The bilateral Koide gap correction is specific to inverted ordering. In normal ordering, the atmospheric angle best fit is \(\theta_{23} \approx 45°\) — the symmetric \(\tau_0\) value, with no gap correction. In inverted ordering, the gap correction applies and gives \(\arctan(7/6) = 49.4°\).
This is a falsifiable prediction: the two orderings predict different values of \(\theta_{23}\).
| Ordering | Prediction | Current best fit |
|---|---|---|
| Normal (NO) | \(\pi/4 = 45.00°\) | \(\approx 45°\) ✓ |
| Inverted (IO) | \(\arctan(7/6) = 49.40°\) | \(49.5° \pm 1.5°\) ✓ |
When the mass ordering is confirmed experimentally, the corresponding \(\theta_{23}\) prediction becomes a precise test of the framework.
| Angle | Formula | Predicted | Observed | \(\Delta\) |
|---|---|---|---|---|
| \(\theta_{12}\) | \(\pi/3 - \arctan(1/2)\) | 33.435° | 33.41° ✓ | 0.025° / 0.07% |
| \(\theta_{13}\) | \(\arcsin(1/\sqrt{42})\) | 8.876° | 8.58° ✓ | 0.30° / 3.5% |
| \(\theta_{23}\) (IO) | \(\arctan(7/6)\) | 49.399° | 49.5° ✓ | 0.10° / 0.20% |
All three predictions use only \(K_\mathrm{eg} = 2/3\), \(K_\nu = 1/2\), and \(\alpha_U = 1/42\). No additional free parameters are introduced. These three quantities were derived independently: the Koide values from the bilateral crossing geometry, the unified coupling from the \(S^3 \times \mathbb{CP}^2\) volume ratio. The mixing angles are their downstream consequence.

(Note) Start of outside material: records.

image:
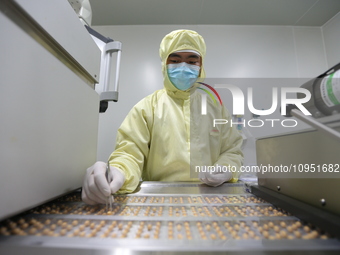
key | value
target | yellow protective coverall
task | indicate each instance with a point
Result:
(165, 135)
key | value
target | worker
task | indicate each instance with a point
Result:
(165, 137)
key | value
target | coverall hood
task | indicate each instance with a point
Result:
(181, 40)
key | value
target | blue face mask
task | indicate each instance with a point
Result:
(183, 75)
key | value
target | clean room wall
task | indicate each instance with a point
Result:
(331, 34)
(252, 52)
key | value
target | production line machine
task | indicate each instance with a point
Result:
(270, 215)
(165, 218)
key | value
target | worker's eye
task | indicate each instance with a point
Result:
(174, 61)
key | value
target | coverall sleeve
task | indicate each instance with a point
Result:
(132, 145)
(231, 153)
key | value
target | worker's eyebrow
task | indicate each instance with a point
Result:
(174, 55)
(194, 56)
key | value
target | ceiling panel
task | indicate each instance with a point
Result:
(226, 12)
(320, 13)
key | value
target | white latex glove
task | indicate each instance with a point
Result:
(217, 177)
(96, 188)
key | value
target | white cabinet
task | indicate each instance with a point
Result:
(49, 109)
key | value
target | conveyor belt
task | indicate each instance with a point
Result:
(167, 218)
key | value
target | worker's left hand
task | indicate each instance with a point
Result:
(217, 177)
(96, 189)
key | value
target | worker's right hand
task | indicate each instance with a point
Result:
(96, 189)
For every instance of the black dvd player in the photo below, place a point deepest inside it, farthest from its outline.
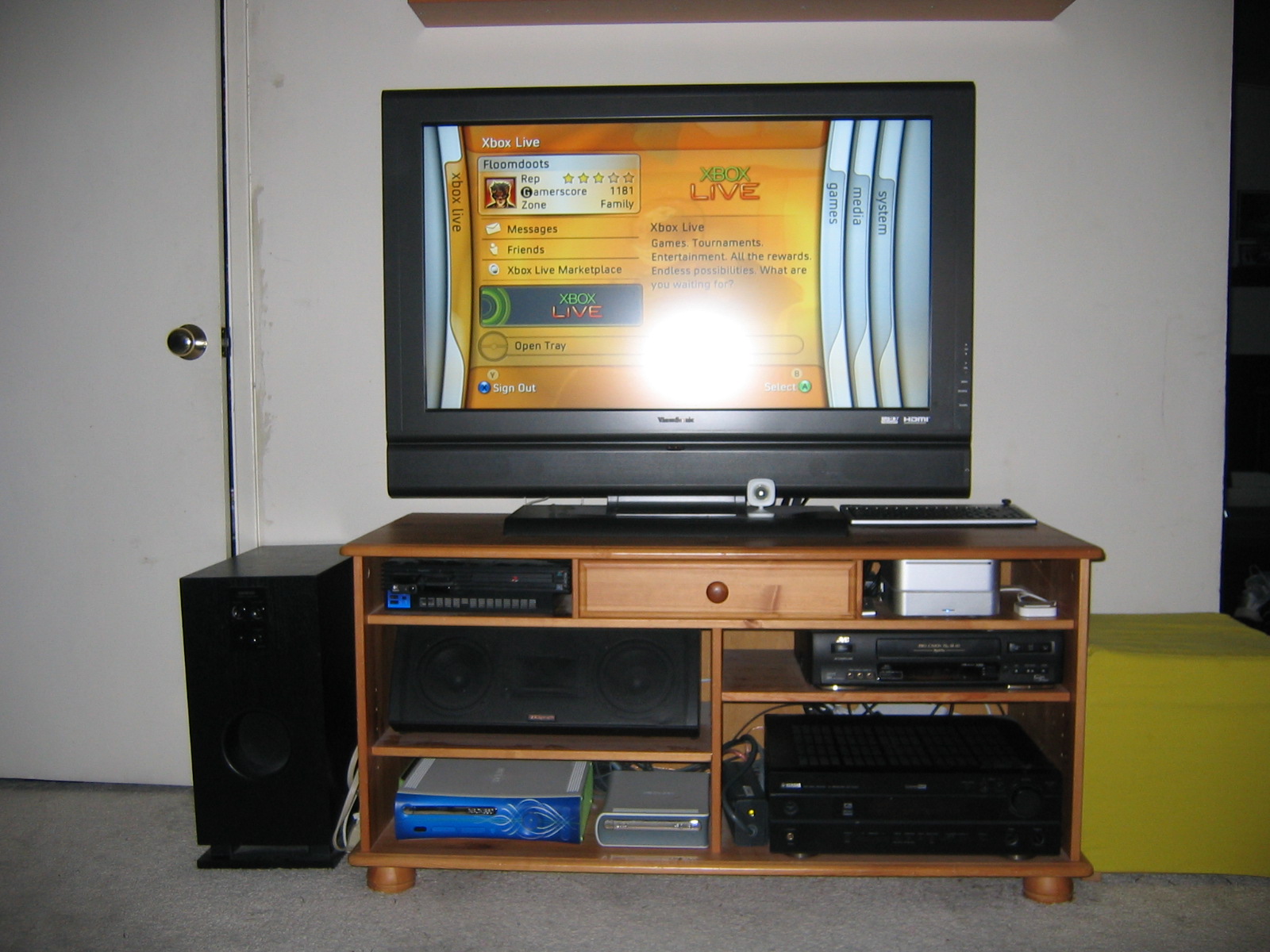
(478, 585)
(845, 659)
(905, 784)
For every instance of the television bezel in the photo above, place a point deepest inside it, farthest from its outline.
(679, 450)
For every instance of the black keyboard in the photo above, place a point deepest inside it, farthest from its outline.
(937, 514)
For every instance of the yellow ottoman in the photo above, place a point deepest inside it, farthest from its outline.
(1178, 746)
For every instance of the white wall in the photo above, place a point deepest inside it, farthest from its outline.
(1103, 165)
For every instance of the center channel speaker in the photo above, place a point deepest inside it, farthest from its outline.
(546, 679)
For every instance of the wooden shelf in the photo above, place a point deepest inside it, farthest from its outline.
(730, 860)
(502, 13)
(747, 663)
(552, 747)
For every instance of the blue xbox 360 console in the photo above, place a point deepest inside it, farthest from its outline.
(540, 800)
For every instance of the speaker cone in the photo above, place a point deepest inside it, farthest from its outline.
(257, 744)
(635, 676)
(455, 674)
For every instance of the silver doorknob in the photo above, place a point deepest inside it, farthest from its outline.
(187, 342)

The bilateral crossing structure now accounts for the complete lepton sector:
| Observable | Origin | Value |
|---|---|---|
| Charged lepton mass ratios | Egress Koide \(K_\mathrm{eg} = 2/3\) | Exact (6 ppm) |
| Neutrino Koide value | Crossing operation \(\mathcal{B}\) | \(K_\nu = 1/2\) exact |
| Lightest neutrino mass | \(\tau_0\) carries no mass | \(m_3 = 0\) |
| CP phase | Phase of \(\tau_0\) on ingress face | \(\delta = 3\pi/2\) |
| Solar angle \(\theta_{12}\) | Egress spacing minus \(\arctan(K_\nu)\) | 0.07% |
| Reactor angle \(\theta_{13}\) | Unified coupling \(\alpha_U = 1/42\) | 3.5% |
| Atmospheric angle \(\theta_{23}\) | \(\tau_0\) symmetry plus Koide gap | 0.20% |
Seven observables. One structure. The lepton sector is closed.

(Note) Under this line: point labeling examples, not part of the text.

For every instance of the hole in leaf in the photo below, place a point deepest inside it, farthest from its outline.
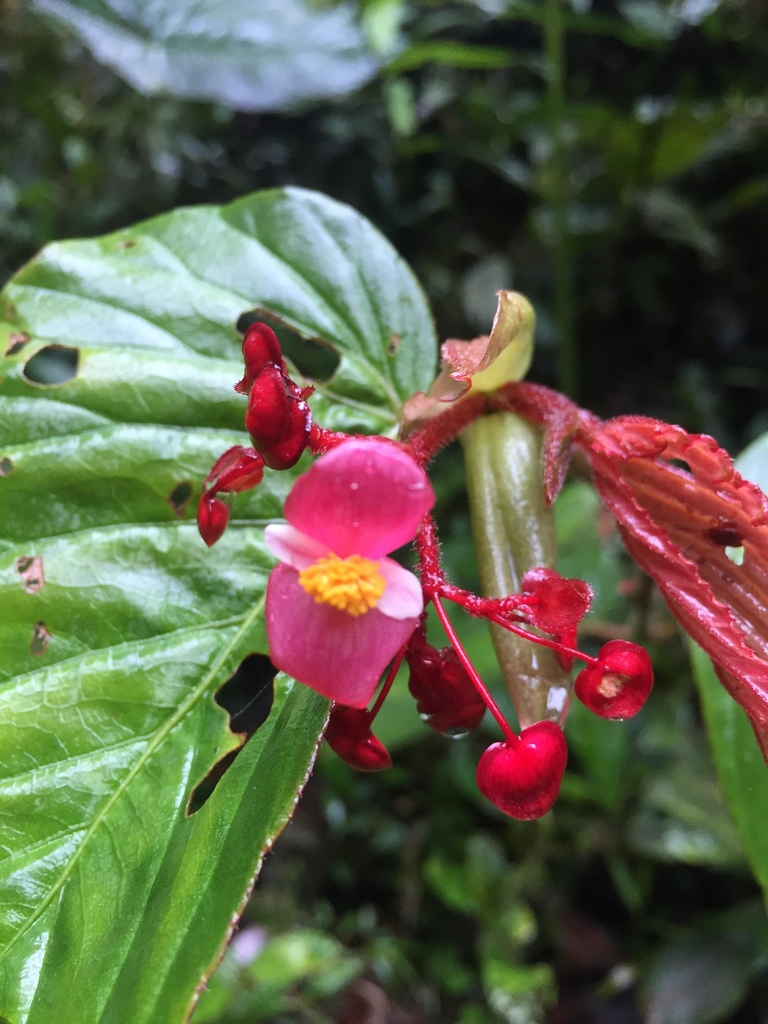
(313, 357)
(16, 343)
(247, 697)
(52, 365)
(40, 638)
(30, 567)
(179, 498)
(735, 554)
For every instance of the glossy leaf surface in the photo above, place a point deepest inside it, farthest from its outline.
(249, 56)
(117, 625)
(742, 772)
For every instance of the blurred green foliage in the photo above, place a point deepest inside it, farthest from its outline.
(608, 159)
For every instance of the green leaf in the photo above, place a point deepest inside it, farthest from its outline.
(705, 975)
(742, 772)
(266, 56)
(117, 625)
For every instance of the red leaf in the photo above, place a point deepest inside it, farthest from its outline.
(677, 521)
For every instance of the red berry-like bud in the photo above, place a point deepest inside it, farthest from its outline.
(523, 778)
(619, 685)
(238, 469)
(213, 515)
(260, 347)
(555, 604)
(349, 735)
(445, 696)
(279, 419)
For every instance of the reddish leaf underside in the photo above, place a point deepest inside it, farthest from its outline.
(677, 523)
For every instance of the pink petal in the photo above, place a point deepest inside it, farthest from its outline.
(340, 655)
(367, 497)
(293, 547)
(402, 596)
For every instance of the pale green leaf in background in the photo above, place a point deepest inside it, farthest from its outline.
(263, 56)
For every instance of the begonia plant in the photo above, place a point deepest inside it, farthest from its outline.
(142, 375)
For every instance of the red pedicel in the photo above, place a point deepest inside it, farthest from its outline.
(445, 696)
(619, 685)
(213, 515)
(349, 735)
(522, 777)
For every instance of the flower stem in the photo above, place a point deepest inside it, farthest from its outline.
(387, 685)
(555, 645)
(509, 733)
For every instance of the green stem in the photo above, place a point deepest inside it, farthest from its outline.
(509, 733)
(554, 42)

On the status of this paper. The solar angle \(\theta_{12} = \pi/3 - \arctan(1/2)\) and the atmospheric angle \(\theta_{23} = \arctan(7/6)\) are each within 0.10° of the observed IO values and are considered established results. The reactor angle \(\theta_{13} = \arcsin(1/\sqrt{42})\) is 0.30° off (3.5%) — consistent with the observed value but less precise; the \(\alpha_U\) connection is the natural framework expression and is flagged for verification as measurements improve. The ordering dependence of \(\theta_{23}\) (NO gives 45°, IO gives 49.4°) is an independent prediction that will be tested when the mass ordering is determined. The formal derivation of each formula from the \(S^3 \times \mathbb{CP}^2\) crossing geometry — rather than from the bilateral axioms alone — is the required next step for a complete account. Framework: A Philosophy of Time, Space and Gravity — Dunstan Low.